Di Francesco, compleanno e ritorno all’antico

Eusebio Di Francesco

NOTIZIE AS ROMA DI FRANCESCO – Gli auguri per i suoi 49 anni, ieri, gli sono arrivati anche dal profilo Twitter della Uefa, che gli ha dedicato un video con la rete di Manolas al Barcellona che ha consentito alla Roma di qualificarsi per le semifinali della scorsa Champions League. E’ stata quella serata, finora, la più felice di Eusebio Di Francesco sulla panchina giallorossa, il punto più alto non solo a livello sportivo ma soprattutto come feeling con la piazza romanista.

Di Francesco, però, non è tipo da pensare troppo al passato, ma anzi è concentrato sul futuro, che nello specifico risponde al nome del Chievo, prossimo avversario della Roma, domenica alla ripresa dopo la sosta del campionato. Domani si riparte a Trigoria, dopo due giorni di riposo: il tecnico è carico e ha grande voglia di rivincita.

L’intervento di Francesco Totti («La Juventus fa un campionato a parte») da un lato ha suscitato un acceso dibattito sugli obiettivi della Roma, dall’altro ha ribadito che l’uomo giusto per raggiungerli, quegli obiettivi, è Eusebio Di Francesco. Il d.s. Monchi, che gli ha sempre manifestato stima, in una lunga intervista rilasciata a «Sport Illustrated» durante la tournée americana, ha ribadito tra le altre cose che «assumere e esonerare gli allenatori è una mia competenza perché dalle sue decisioni dipende il progetto sportivo».

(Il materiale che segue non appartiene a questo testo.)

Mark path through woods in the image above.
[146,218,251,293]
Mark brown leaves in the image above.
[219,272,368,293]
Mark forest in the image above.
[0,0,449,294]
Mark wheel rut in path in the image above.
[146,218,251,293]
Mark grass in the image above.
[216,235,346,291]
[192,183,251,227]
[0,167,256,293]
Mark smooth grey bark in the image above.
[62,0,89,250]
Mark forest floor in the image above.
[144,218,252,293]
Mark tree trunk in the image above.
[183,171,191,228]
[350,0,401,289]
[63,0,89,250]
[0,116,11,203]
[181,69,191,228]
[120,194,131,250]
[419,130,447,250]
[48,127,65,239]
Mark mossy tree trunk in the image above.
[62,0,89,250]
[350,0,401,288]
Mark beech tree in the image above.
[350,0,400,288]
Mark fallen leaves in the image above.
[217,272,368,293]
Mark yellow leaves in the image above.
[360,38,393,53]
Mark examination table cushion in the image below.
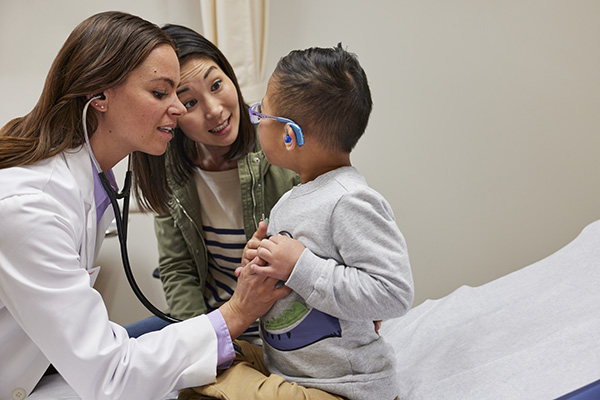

Per riuscirsi c’è bisogno di una svolta anche dal punto di vista tattico: dopo le «concessioni» al 4-2-3-1 e al 3-4-1-2 del primo tempo col Milan, col Chievo si ripartirà dal 4-3-3, una strada che difficilmente sarà abbandonata in futuro, se non per situazioni contingenti (infortuni o squalifiche) o esigenze particolari all’interno di una partita.